Dancing aurora seen from International Space Station; check NASA clip
A breathtaking view of the dancing aurora can be seen from the International Space Station in the latest video shared by NASA.
An aurora is a natural phenomenon that never fails to mesmerize. And now, NASA's latest video has taken the beauty of the Northern Lights to another level! The US space agency has shared a breathtaking clip of the Northern Lights as seen from the sky-the International Space Station. “Look how they shine for you,” the space agency captioned the clip on its Instagram. The aurora borealis is seen with green hues dancing across the skies of North America.
The video spans the curvature of the Earth and as it moves forward, it reveals the bright lights of cities across the midwest United States. It left users awestruck and the video has garnered more than 1.2 million views so far.

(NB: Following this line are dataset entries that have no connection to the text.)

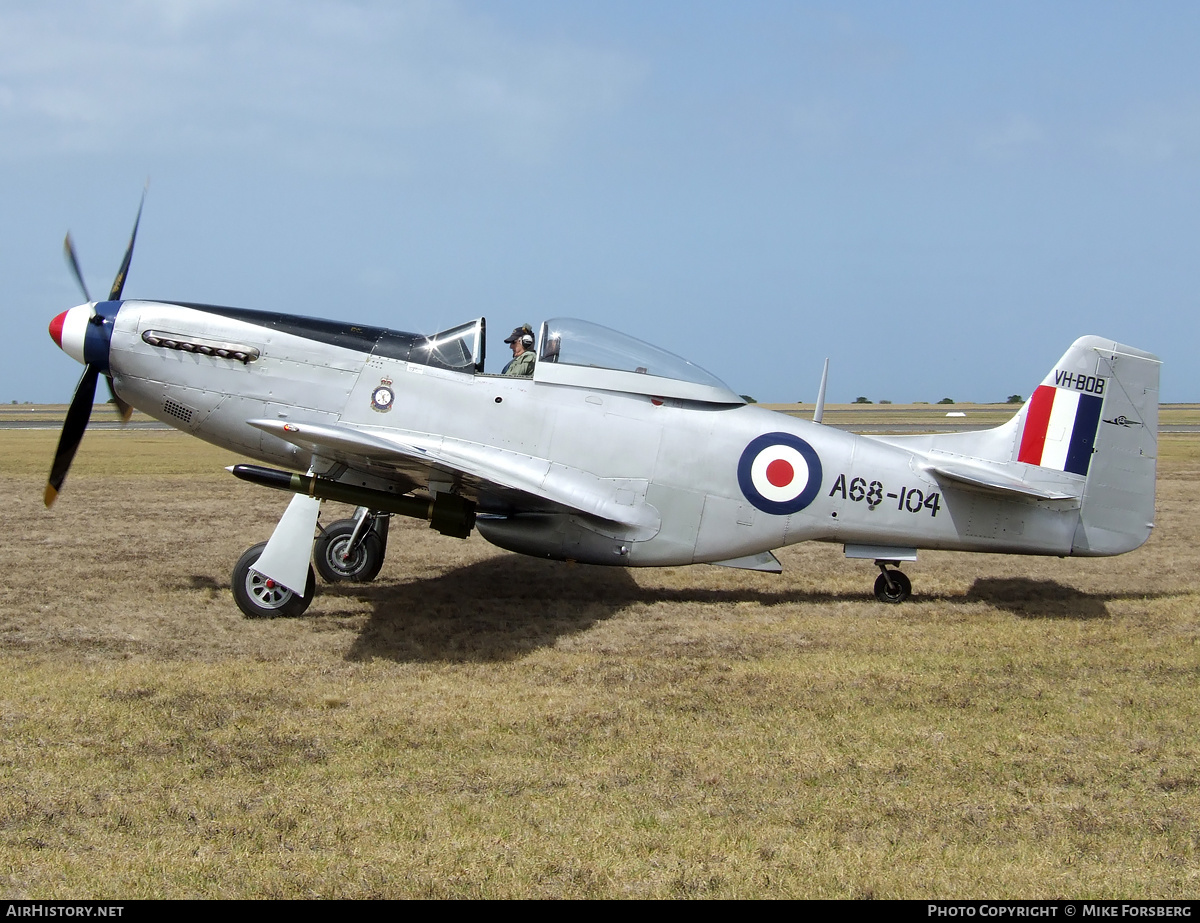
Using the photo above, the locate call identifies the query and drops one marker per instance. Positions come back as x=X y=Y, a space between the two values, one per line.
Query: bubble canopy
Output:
x=586 y=354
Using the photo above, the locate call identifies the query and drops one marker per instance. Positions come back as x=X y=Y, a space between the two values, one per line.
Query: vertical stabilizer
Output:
x=1096 y=415
x=1117 y=510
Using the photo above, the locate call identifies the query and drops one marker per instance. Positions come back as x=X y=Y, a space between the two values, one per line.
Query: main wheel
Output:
x=259 y=597
x=899 y=592
x=329 y=553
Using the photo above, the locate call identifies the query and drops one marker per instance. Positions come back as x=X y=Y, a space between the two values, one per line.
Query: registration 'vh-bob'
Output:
x=613 y=451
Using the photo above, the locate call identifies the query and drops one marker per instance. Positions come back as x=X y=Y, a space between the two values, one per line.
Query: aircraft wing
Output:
x=989 y=480
x=499 y=480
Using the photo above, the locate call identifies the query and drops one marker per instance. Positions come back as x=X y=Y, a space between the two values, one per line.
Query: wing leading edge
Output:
x=502 y=480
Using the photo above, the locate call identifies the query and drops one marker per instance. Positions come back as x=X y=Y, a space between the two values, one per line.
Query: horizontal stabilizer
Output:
x=988 y=480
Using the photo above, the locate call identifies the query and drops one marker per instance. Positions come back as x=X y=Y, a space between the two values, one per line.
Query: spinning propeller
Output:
x=95 y=355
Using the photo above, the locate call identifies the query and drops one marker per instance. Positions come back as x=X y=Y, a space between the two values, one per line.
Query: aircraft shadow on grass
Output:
x=508 y=606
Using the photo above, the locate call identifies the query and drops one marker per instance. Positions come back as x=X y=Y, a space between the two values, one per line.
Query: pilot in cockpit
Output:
x=522 y=352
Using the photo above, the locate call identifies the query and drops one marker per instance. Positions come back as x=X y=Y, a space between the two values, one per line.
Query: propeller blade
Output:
x=69 y=250
x=121 y=407
x=72 y=432
x=119 y=282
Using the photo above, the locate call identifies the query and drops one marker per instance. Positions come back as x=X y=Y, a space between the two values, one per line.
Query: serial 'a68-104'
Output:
x=613 y=451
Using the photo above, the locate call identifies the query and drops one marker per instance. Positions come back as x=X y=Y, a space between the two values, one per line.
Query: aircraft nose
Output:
x=70 y=333
x=57 y=329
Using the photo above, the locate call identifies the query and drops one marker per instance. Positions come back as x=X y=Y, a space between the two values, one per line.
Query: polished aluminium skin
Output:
x=612 y=453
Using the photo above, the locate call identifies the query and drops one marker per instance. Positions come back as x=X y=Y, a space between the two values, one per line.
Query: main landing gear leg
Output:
x=352 y=550
x=276 y=579
x=892 y=586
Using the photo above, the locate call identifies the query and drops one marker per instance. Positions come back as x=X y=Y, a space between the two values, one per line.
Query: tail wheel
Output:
x=259 y=597
x=898 y=591
x=335 y=564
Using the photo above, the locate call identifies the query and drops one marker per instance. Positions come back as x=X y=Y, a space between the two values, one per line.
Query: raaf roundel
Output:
x=779 y=473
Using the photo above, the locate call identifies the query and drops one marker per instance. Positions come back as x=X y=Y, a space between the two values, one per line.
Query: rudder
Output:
x=1096 y=415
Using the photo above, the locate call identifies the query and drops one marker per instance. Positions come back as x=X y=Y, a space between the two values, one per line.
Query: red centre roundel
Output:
x=779 y=473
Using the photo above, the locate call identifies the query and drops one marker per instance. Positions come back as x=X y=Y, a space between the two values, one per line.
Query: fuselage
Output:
x=209 y=371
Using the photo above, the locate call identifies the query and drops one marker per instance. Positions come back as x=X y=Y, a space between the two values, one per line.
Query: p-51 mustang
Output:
x=613 y=451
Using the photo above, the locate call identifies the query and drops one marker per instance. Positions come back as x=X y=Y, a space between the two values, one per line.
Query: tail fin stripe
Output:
x=1083 y=438
x=1037 y=419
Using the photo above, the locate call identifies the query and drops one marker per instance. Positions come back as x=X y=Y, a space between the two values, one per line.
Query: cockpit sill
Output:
x=570 y=352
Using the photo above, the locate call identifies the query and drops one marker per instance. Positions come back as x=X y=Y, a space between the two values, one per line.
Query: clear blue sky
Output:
x=939 y=196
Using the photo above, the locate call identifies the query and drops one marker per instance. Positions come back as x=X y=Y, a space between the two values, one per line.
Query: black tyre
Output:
x=259 y=597
x=899 y=591
x=330 y=547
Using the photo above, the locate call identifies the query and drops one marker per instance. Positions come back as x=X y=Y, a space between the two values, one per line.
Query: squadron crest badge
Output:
x=383 y=396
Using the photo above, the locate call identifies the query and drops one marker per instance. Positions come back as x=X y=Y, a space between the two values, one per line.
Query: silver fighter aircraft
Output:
x=613 y=451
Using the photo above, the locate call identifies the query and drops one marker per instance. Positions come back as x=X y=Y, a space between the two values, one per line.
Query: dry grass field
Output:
x=479 y=724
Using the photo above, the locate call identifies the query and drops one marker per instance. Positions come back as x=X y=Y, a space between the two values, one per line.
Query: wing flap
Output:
x=484 y=467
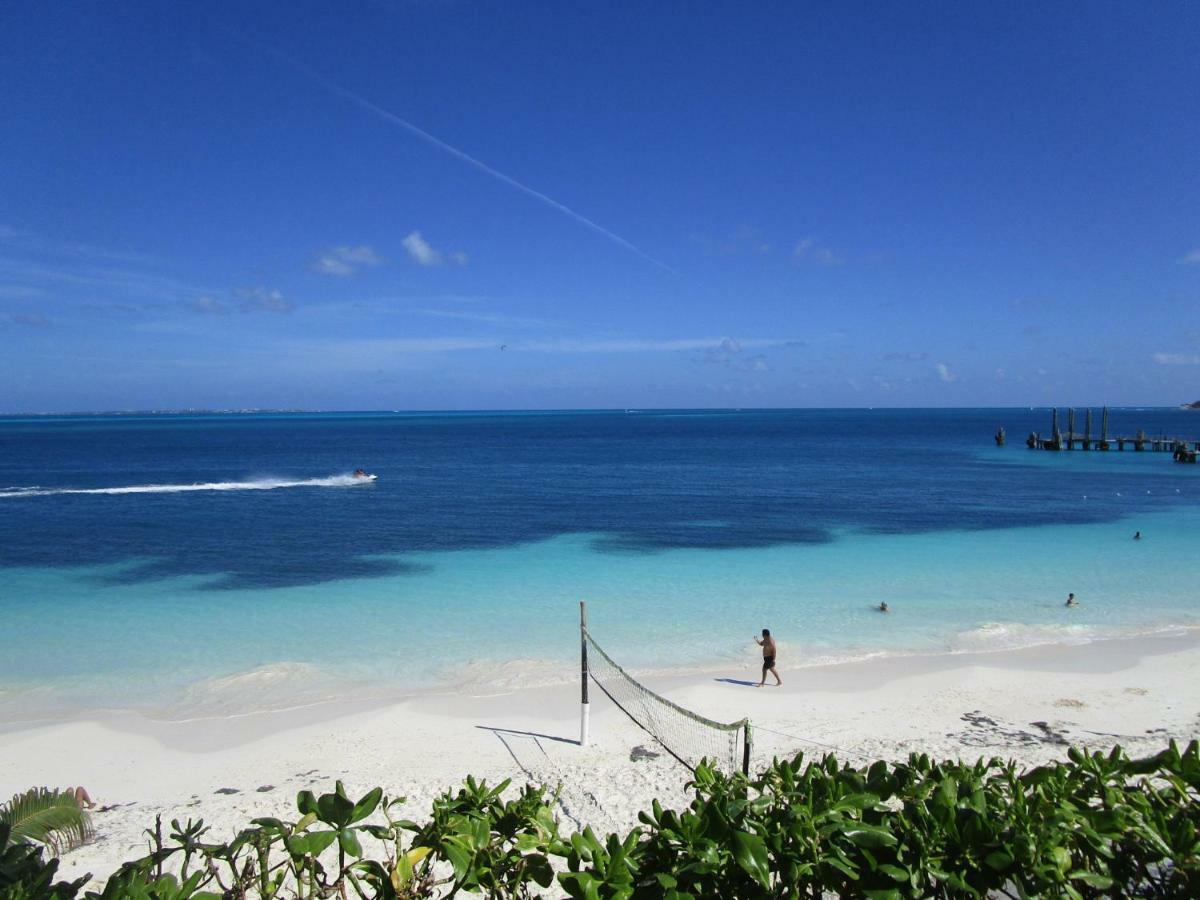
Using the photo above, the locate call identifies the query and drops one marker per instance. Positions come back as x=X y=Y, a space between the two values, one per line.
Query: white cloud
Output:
x=491 y=318
x=945 y=373
x=346 y=261
x=209 y=305
x=263 y=300
x=808 y=251
x=420 y=251
x=1177 y=359
x=443 y=345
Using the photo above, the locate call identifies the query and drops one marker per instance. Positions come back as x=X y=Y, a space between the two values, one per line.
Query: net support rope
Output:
x=688 y=736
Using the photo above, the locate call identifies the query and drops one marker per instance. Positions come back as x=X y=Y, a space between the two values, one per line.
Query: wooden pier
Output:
x=1181 y=449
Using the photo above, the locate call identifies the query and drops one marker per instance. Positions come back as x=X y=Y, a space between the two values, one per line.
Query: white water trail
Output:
x=263 y=484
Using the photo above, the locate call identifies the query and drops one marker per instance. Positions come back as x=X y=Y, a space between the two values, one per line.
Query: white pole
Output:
x=585 y=707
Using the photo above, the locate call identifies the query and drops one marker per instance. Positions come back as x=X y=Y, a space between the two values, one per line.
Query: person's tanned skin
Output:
x=768 y=657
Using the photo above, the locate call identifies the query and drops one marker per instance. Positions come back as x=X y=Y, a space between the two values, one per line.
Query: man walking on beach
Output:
x=768 y=657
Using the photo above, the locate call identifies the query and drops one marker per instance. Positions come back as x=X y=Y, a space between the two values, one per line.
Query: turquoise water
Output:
x=684 y=541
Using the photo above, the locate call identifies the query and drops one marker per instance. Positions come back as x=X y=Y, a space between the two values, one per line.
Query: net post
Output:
x=585 y=707
x=745 y=748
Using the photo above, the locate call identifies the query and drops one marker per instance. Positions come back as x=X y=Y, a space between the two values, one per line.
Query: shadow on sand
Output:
x=510 y=732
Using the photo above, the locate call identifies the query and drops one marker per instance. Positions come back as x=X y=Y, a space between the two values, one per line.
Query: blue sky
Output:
x=420 y=204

What are auroras and how do they form
Auroras are a natural phenomenon of bright lights caused by magnetic storms initiated by the Sun's activity such as solar flares and ejections of gas bubbles called coronal mass ejections. "When these particles seep through Earth's magnetosphere, a part of our atmosphere that protects us from solar and cosmic radiation, they cause substorms. These fast-moving substorm particles slam into our thin, high atmosphere, colliding with Earth's oxygen and nitrogen particles," NASA explained.
This prompts these particles to emit energy, resulting in a range of colours that produce the stunning ribbons of light visible in the northern and southern polar regions of Earth.
Normally, auroras appear in regions closer to the Earth's poles since the magnetosphere is relatively weaker in these areas. However, during occasions when the Sun releases exceptionally strong solar storms, auroras can be seen farther from the poles. This situation occurred recently when a strong geomagnetic storm hit the Earth and treated sky gazers with amazing views of auroras that were visible as far south as Virginia and Arizona, the space agency added.